- 27 Apr 18
It was shot in Dublin with the band's official seal of approval and includes some familiar band landmarks!
Vogue photographer and filmmaker, David Mushegain, has shared the short he’s made to accompany U2’s ‘Love Is Bigger Than Anything In Its Way’.
Explaining why he chose it after being given his pick of the Songs Of Experience album tracks by U2 manager Guy Oseary, Mushegain – who’s been documenting people in their teens and twenties here for almost a decade - says: “I gravitated towards that song immediately. It has the spirit of these young people I’d come to know, the spirit that says whatever’s in your way, you can overcome it.

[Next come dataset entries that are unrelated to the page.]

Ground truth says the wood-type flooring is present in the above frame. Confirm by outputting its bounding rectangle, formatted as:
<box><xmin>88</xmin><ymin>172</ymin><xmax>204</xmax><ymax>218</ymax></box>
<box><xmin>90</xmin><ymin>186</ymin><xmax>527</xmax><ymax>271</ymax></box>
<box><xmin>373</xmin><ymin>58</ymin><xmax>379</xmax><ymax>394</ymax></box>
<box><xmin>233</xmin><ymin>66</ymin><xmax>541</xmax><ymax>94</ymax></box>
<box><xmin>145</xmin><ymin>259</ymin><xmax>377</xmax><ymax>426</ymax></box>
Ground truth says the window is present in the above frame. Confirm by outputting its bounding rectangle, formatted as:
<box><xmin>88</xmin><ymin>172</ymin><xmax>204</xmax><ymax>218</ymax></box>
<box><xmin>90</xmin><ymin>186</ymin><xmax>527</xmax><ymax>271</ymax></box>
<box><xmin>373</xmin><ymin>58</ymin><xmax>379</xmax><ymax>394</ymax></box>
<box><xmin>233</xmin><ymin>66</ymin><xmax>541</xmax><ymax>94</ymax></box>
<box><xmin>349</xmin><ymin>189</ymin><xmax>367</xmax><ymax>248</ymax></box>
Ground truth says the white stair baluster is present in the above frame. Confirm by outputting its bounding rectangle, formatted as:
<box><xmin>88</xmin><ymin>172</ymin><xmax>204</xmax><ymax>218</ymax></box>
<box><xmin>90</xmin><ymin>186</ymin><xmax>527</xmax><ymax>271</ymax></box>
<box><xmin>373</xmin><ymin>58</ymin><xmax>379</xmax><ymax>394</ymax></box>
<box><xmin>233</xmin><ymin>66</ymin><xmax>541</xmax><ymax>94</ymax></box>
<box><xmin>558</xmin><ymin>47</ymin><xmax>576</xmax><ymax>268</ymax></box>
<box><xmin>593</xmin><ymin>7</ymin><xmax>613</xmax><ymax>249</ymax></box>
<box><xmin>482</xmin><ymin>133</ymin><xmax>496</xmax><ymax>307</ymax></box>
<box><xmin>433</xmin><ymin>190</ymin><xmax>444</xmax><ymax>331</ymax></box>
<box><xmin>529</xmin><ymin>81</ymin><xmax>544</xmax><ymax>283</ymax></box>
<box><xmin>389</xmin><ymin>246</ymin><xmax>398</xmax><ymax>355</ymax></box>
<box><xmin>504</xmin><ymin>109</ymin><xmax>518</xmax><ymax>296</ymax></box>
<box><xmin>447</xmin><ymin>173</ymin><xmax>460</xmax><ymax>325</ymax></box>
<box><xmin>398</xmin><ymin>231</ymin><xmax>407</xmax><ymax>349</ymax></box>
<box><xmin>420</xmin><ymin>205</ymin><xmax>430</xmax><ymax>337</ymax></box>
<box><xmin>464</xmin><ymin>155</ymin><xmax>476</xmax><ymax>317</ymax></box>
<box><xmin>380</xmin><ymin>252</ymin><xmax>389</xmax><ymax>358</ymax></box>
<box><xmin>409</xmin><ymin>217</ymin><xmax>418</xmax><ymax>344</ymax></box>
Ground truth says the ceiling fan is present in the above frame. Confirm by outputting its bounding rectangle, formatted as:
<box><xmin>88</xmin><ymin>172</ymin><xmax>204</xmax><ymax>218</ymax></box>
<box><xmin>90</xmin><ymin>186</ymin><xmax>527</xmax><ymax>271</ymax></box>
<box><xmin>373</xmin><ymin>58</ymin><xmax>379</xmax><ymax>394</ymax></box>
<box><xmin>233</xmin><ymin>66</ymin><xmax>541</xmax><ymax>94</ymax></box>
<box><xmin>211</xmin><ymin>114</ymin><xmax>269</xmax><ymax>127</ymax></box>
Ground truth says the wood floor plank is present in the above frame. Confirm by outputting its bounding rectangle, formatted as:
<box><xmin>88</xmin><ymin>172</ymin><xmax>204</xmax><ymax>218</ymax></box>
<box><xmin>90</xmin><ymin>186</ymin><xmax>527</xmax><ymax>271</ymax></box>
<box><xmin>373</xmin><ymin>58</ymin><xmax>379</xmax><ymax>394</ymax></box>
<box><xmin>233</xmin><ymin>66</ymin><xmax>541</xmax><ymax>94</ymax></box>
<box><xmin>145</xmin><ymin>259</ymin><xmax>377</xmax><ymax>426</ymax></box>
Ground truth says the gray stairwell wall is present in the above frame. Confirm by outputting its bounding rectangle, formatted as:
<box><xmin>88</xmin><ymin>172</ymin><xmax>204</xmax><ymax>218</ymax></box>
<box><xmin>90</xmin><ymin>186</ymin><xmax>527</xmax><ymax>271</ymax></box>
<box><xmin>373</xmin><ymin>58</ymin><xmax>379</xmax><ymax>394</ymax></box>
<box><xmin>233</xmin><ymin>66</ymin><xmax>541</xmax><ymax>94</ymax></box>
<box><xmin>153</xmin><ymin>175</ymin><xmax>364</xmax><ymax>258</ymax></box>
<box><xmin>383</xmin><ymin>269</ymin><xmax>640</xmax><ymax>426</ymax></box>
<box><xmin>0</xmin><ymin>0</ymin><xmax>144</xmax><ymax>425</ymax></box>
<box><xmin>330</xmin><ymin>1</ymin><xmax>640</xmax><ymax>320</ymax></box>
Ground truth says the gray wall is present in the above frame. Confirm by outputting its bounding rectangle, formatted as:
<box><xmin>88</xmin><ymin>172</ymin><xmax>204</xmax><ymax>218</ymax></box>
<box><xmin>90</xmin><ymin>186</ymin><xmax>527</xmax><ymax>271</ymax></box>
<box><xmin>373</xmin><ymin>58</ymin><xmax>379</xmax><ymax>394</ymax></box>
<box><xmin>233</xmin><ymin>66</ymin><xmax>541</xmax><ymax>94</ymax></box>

It’s such an uplifting song, it has such a positive spirit.”
David’s original idea had been to focus on LGBTQ individuals but the canvas broadened as the idea came together.
“While filming I didn't actually play the song for anyone which I thought was fun. I just wanted to document people being themselves and having fun and then put it to the song later. I like the mix of portraits and dancing because we get this moment to really stare at someone and appreciate their eyes, their style, and get a taste of their soul. Then when we see the dancing clips we see another side of their personality.
“The LGBTQ community is made up of course of people who are LGBTQ themselves, but the community also includes friends and family so really it's inclusive of everyone. It’s about being young and expressing yourself, it’s about how we all have friends and relatives who dress or look or style themselves differently but, as the song says, 'love is bigger than anything in its way'.
'I've always loved the LGBTQ community, I go to Pride parades around the world - I can't imagine a better party - and the idea behind the video is about a celebration, to celebrate love, to celebrate individuality, to celebrate everyone."
U2 fans will love the shots of the stretch of coast that Bono calls home.
“The song talks about Killiney Bay so we went out to Killiney to meet people there, I hope it captures a special sense of Dublin. I had a feeling that people often think of Ireland as religious, as Catholic and closed but many of its young people are more open than anywhere. If people are maybe from a small town and don’t feel accepted, often they head to Dublin.”
David was very taken by the teenager who remarked to him: “I’m not from Dublin but since I moved here I feel like I can really be myself, that’s really nice… back home I would be ridiculed for dressing the way I do but here it’s good.”
Resumes Mushegain: “I’ve found people who are free to be who they want to be, to act how they want to act and dress how they want to dress. There would be some cities where people would be wary of what I was trying to do but not here, they really get into this, the way they styled themselves, the make up, how they went for it during filming.”